First off, I support legal immigration from all countries and all people of
the world based on fair, equal and competitive rules which apply to all
peoples.

Second, the Hispanic population in Mexico have an amazingly rich culture, and
they are great people. The vast majority are coming to America illegally in
search of better opportunity, and in search of work, not crime.

Third, the continued injustice committed to the people of Mexico is primarily
a result of the US War on Drugs as well as corruption within the Mexican
government. Solving these issues are how to create justice and liberty for
these people, which will create economic opportunities, which create greater
human welfare and less suffering.

Hopefully none of that puts me in dangerous territory as being a political
dissident, but I fear that the increasingly intolerant nature of political
speech in America will make what I'm about to say a thought crime. Two things
to say to this.

First, having been granted a degree in Economics, the greatest take-away is
that statistics and economics are the best way to lie (I did not go in with
that impression, but it is blatantly obvious coming out of it).

Second, I know of two families that are selling resort ranches in the
Southwest near the border. 30 years ago they were profitable, flourishing
tourist destinations. There has been endless massacres and violence nearby in
related to gang and drug cartel activity. No one will go there. It is seen as
_their_ territory and they will defend it with deadly force. No one dares
bring children there. Both of these ranches have been on the market for almost
a decade. Since the crime is not out of control, what is the problem here?
Will you go there? I know, it's 2 data points, just let me know who is willing
to buy these at anything but rock-bottom prices, and can actually get people
to go back there. Perhaps the authors of this article would like to take a
trip there? Have you ever been shot at on your own property by people who are
in your country illegally? Get back to me after you've experienced that.

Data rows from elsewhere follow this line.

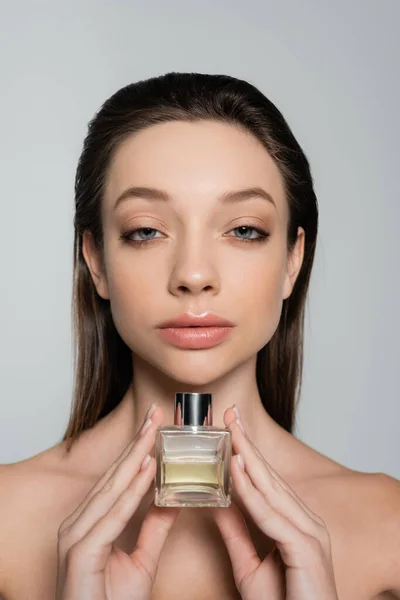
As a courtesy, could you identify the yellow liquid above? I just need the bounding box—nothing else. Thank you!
[156,458,230,507]
[162,460,222,487]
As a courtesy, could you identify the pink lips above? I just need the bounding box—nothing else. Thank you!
[158,312,235,349]
[159,312,234,329]
[158,326,233,349]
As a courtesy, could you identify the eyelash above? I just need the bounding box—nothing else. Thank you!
[119,225,271,247]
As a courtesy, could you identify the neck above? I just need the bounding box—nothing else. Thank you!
[119,352,282,440]
[62,352,298,482]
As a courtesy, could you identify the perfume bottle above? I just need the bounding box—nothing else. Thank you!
[154,392,232,507]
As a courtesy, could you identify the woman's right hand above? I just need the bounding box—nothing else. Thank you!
[55,404,178,600]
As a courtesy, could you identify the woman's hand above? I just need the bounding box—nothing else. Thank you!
[209,405,339,600]
[56,404,179,600]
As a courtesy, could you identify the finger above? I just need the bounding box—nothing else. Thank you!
[66,456,157,575]
[209,502,284,598]
[130,502,181,580]
[225,407,300,498]
[61,404,162,530]
[230,453,307,561]
[208,502,261,585]
[225,407,323,534]
[61,407,163,542]
[248,441,322,522]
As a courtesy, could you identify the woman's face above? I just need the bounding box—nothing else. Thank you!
[83,120,304,385]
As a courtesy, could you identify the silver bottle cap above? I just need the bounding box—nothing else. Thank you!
[174,392,213,426]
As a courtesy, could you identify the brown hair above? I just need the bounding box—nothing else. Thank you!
[61,71,318,452]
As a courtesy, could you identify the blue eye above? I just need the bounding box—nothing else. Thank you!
[125,227,160,242]
[232,225,268,241]
[120,225,270,247]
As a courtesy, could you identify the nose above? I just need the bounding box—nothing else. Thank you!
[167,236,221,297]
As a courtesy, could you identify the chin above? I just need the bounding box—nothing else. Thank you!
[155,351,247,388]
[162,366,228,388]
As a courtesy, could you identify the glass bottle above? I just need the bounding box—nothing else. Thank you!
[154,392,232,507]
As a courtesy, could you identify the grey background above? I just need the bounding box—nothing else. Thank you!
[0,0,398,478]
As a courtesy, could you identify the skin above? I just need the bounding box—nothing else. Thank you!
[53,403,337,600]
[83,119,305,448]
[78,118,332,597]
[1,120,400,599]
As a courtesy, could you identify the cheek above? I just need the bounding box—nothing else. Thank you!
[104,256,159,340]
[230,254,286,340]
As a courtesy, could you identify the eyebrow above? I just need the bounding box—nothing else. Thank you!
[113,186,277,212]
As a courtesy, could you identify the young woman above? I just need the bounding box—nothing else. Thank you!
[1,72,399,600]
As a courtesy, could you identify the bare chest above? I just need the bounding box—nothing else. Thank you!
[1,469,388,600]
[2,513,382,600]
[2,547,386,600]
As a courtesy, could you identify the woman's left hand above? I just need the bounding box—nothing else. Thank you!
[209,405,339,600]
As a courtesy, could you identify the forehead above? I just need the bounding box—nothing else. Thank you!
[104,120,287,218]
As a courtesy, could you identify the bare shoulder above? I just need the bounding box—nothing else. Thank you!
[0,447,95,598]
[0,461,40,588]
[0,445,90,513]
[355,470,400,598]
[300,465,400,598]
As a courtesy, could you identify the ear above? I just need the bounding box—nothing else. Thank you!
[282,227,305,300]
[82,230,110,300]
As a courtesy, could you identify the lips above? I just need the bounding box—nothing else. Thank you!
[157,312,235,349]
[158,312,235,329]
[158,325,234,349]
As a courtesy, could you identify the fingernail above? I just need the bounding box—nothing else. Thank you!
[232,405,246,432]
[145,402,157,420]
[232,404,241,419]
[140,454,151,471]
[236,417,246,434]
[140,417,152,437]
[236,453,244,470]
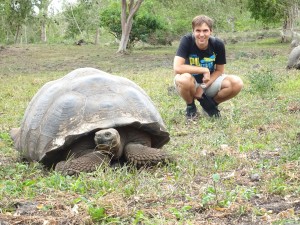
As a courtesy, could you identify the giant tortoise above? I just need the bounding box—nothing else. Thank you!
[10,68,171,175]
[287,45,300,69]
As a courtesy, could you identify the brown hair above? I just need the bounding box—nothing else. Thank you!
[192,15,214,31]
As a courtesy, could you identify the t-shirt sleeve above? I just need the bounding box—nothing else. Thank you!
[175,35,190,59]
[214,39,226,65]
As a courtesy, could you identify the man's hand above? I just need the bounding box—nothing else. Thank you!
[203,68,210,84]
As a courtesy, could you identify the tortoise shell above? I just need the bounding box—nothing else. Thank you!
[14,68,170,165]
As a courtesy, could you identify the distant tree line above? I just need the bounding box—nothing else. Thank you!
[0,0,299,52]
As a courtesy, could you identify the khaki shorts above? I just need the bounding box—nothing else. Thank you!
[174,74,227,98]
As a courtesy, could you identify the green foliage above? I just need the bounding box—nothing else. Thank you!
[0,0,285,45]
[100,2,166,47]
[99,2,120,37]
[160,0,260,36]
[287,142,300,160]
[1,0,35,43]
[133,210,148,224]
[246,0,299,24]
[88,206,107,221]
[241,187,257,200]
[248,0,280,23]
[267,177,287,195]
[202,186,217,205]
[132,14,164,42]
[169,206,192,220]
[0,132,13,146]
[247,69,279,97]
[63,1,101,39]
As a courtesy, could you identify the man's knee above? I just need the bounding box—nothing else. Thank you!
[175,73,194,87]
[225,75,243,92]
[232,76,243,92]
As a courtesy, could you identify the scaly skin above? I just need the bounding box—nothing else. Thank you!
[96,127,173,166]
[55,127,172,175]
[124,143,172,166]
[55,151,110,175]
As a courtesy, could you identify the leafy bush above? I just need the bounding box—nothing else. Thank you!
[63,1,100,40]
[147,29,173,46]
[247,69,279,97]
[100,3,167,48]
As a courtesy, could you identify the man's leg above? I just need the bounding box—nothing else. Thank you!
[213,75,243,104]
[174,73,197,104]
[174,73,202,119]
[198,75,243,117]
[198,75,226,117]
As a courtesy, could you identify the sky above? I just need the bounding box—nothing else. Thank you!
[49,0,78,13]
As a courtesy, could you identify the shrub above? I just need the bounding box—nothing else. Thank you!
[100,3,167,48]
[247,69,279,97]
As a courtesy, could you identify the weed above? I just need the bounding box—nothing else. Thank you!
[267,177,287,195]
[133,210,148,224]
[0,132,13,145]
[70,178,88,194]
[169,205,192,221]
[88,205,107,222]
[201,186,218,206]
[272,219,300,225]
[246,69,279,97]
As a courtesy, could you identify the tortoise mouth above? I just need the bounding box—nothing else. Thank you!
[94,129,121,158]
[95,141,118,152]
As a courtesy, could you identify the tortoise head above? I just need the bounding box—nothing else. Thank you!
[94,128,122,159]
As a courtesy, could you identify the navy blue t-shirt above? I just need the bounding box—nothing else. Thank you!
[176,34,226,83]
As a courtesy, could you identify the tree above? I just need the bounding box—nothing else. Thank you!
[5,0,35,43]
[35,0,53,43]
[247,0,300,42]
[101,3,165,48]
[118,0,144,53]
[0,0,9,42]
[63,0,103,44]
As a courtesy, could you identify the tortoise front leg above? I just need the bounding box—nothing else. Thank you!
[124,143,173,167]
[55,151,110,175]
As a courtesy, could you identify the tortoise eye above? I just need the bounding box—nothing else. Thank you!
[105,132,111,137]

It's an entirely specious argument made in this piece. Media simultaneously
complains and brags about fleeing these places in the country with the highest
immigration as being far too dangerous for normal human life to exist (1),
while simultaneously arguing that more crime is committed by the domestic
population, which is not supported by reality. It's double speak.

1 - [https://www.nytimes.com/2014/08/03/opinion/sunday/goodbye-
al...](https://www.nytimes.com/2014/08/03/opinion/sunday/goodbye-albuquerque-
land-of-violence.html)

If you want to solve these problems, stop publishing blatantly spurious,
politically-motivated pieces, and do something to actually help these people.
Fight against the War on Drugs. For equal rights and legitimate pathways to
citizenship for the many that are working here legally, doing hard work here,
below the US minimum wage. For justice and liberty within government and
against the plutocracy.

This piece is really bad. Most decreases in crime are likely due to general
decreases in crime over the time-period studied, or other blatant oversights.

Nowhere did I say I disagree with equal rights or opportunity, nor with
diversity. I disagree with an illegal, unfair immigration scheme and a War on
Drugs, the former of which puts corporate interests, and latter DEA and CIA
interests, above the welfare of the people.